Origins of the Town

Ballyhaunis, Co. Mayo in the West of Ireland

Now despite references in documents and so on, it is difficult to pin-point when the town of Ballyhaunis was founded.

One usually reads that it grew up around the Augustinian Abbey (when it came into being either in 1348 or around 1430). That would seem to be the accepted view, and without a doubt the existence of an Abbey would inevitably have drawn houses around it, and so could have the kernel of a town or village.

However, perhaps a case could be made that some such town already existed and that Ballyhaunis has roots that go back beyond the 15th or the 14th century, back beyond the founding of the Abbey. But to prove that, of course, is another matter. One fruitful avenue might be to investigate more thoroughly the take-over from the Irish by the Normans in this area around Ballyhaunis. A paper-cutting mentioned a Fitzgerald fortress and manor on the Abbey Hill – that would seem to have been a tradition, and I understand that it was expressed in writing in the 17th century (in a preparation for a map that was published in 1685). Well, if that manor existed in fact, there would almost certainly have been some kind of town, as the barons encouraged trade around their places. And where there is trade, there is a town.

Another line of argument for a pre-existing town (prior to the building of the Abbey) could be based on the custom of the friars themselves. Unlike the monks, who built in remote places far from people, the friars usually settled where people already existed in communities (or where people passed by in goodly numbers, as for instance, on pilgrimages). So one could lean towards the view that a town did indeed exist in Ballyhaunis before the Abbey was built. However, even if it did, it would surely have become much larger and more significant because of the presence of the friars - and what may have been a mere hamlet around a castle could then well have become an important town.

All this, of course, is a subject for study. One thing we can be fairly sure of, I think, is that the town did not exist in the time of St. Patrick. Of course, St. Patrick and his contact with Connacht are matters for debate. But if one follows Monsignor Dalton’s history of Tuam, one will accept that about 440 the saint established a church on the shores of Lake Mannin and that he then went "due south, passing through the site of the modern town until he reached Holywell." The town in question is Ballyhaunis, which came into being either with the foundation of the Abbey, or sometime previously at some unknown date.
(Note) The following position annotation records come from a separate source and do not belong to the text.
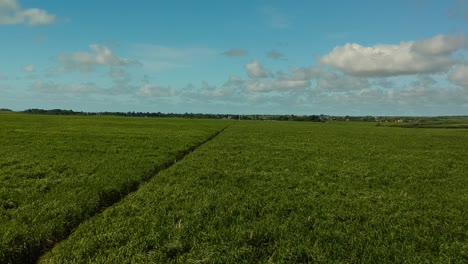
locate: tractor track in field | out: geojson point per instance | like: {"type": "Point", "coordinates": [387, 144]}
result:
{"type": "Point", "coordinates": [109, 198]}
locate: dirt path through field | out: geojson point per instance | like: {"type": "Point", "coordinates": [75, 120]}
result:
{"type": "Point", "coordinates": [113, 198]}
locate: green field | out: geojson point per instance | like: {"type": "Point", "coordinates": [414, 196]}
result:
{"type": "Point", "coordinates": [57, 171]}
{"type": "Point", "coordinates": [258, 192]}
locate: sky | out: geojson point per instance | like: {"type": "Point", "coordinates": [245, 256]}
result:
{"type": "Point", "coordinates": [399, 57]}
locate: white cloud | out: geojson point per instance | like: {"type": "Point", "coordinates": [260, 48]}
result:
{"type": "Point", "coordinates": [255, 70]}
{"type": "Point", "coordinates": [276, 55]}
{"type": "Point", "coordinates": [276, 85]}
{"type": "Point", "coordinates": [306, 73]}
{"type": "Point", "coordinates": [29, 68]}
{"type": "Point", "coordinates": [159, 57]}
{"type": "Point", "coordinates": [234, 81]}
{"type": "Point", "coordinates": [414, 57]}
{"type": "Point", "coordinates": [149, 90]}
{"type": "Point", "coordinates": [11, 13]}
{"type": "Point", "coordinates": [235, 53]}
{"type": "Point", "coordinates": [54, 88]}
{"type": "Point", "coordinates": [85, 61]}
{"type": "Point", "coordinates": [459, 75]}
{"type": "Point", "coordinates": [332, 81]}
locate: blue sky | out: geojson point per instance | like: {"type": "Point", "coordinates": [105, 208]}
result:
{"type": "Point", "coordinates": [242, 57]}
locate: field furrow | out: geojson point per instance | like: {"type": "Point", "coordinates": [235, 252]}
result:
{"type": "Point", "coordinates": [282, 192]}
{"type": "Point", "coordinates": [56, 172]}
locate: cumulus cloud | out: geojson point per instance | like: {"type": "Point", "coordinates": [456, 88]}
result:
{"type": "Point", "coordinates": [85, 61]}
{"type": "Point", "coordinates": [29, 68]}
{"type": "Point", "coordinates": [157, 57]}
{"type": "Point", "coordinates": [255, 70]}
{"type": "Point", "coordinates": [276, 55]}
{"type": "Point", "coordinates": [150, 90]}
{"type": "Point", "coordinates": [276, 85]}
{"type": "Point", "coordinates": [459, 75]}
{"type": "Point", "coordinates": [414, 57]}
{"type": "Point", "coordinates": [332, 81]}
{"type": "Point", "coordinates": [11, 13]}
{"type": "Point", "coordinates": [235, 53]}
{"type": "Point", "coordinates": [306, 73]}
{"type": "Point", "coordinates": [54, 88]}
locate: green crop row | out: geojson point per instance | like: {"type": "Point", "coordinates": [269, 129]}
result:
{"type": "Point", "coordinates": [56, 171]}
{"type": "Point", "coordinates": [282, 192]}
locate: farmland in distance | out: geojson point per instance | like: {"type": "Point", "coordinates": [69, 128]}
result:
{"type": "Point", "coordinates": [56, 171]}
{"type": "Point", "coordinates": [285, 192]}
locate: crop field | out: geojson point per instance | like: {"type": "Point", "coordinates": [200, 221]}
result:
{"type": "Point", "coordinates": [107, 190]}
{"type": "Point", "coordinates": [57, 171]}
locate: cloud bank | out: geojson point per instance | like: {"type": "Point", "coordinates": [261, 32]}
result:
{"type": "Point", "coordinates": [85, 61]}
{"type": "Point", "coordinates": [11, 13]}
{"type": "Point", "coordinates": [414, 57]}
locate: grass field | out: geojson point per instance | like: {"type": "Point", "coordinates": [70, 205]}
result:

Ballyhaunis is not shown in either the earliest map of Mayo (published in 1585), or in the 1685 Sir William Petty map of the county. But this is not surprising, as in neither is much attention given to the whole barony of Costello. However, we do know from other sources that even at the time of the first map, both a castle and an Abbey did exist at Ballyhaunis, and they certainly speak for a significant identity.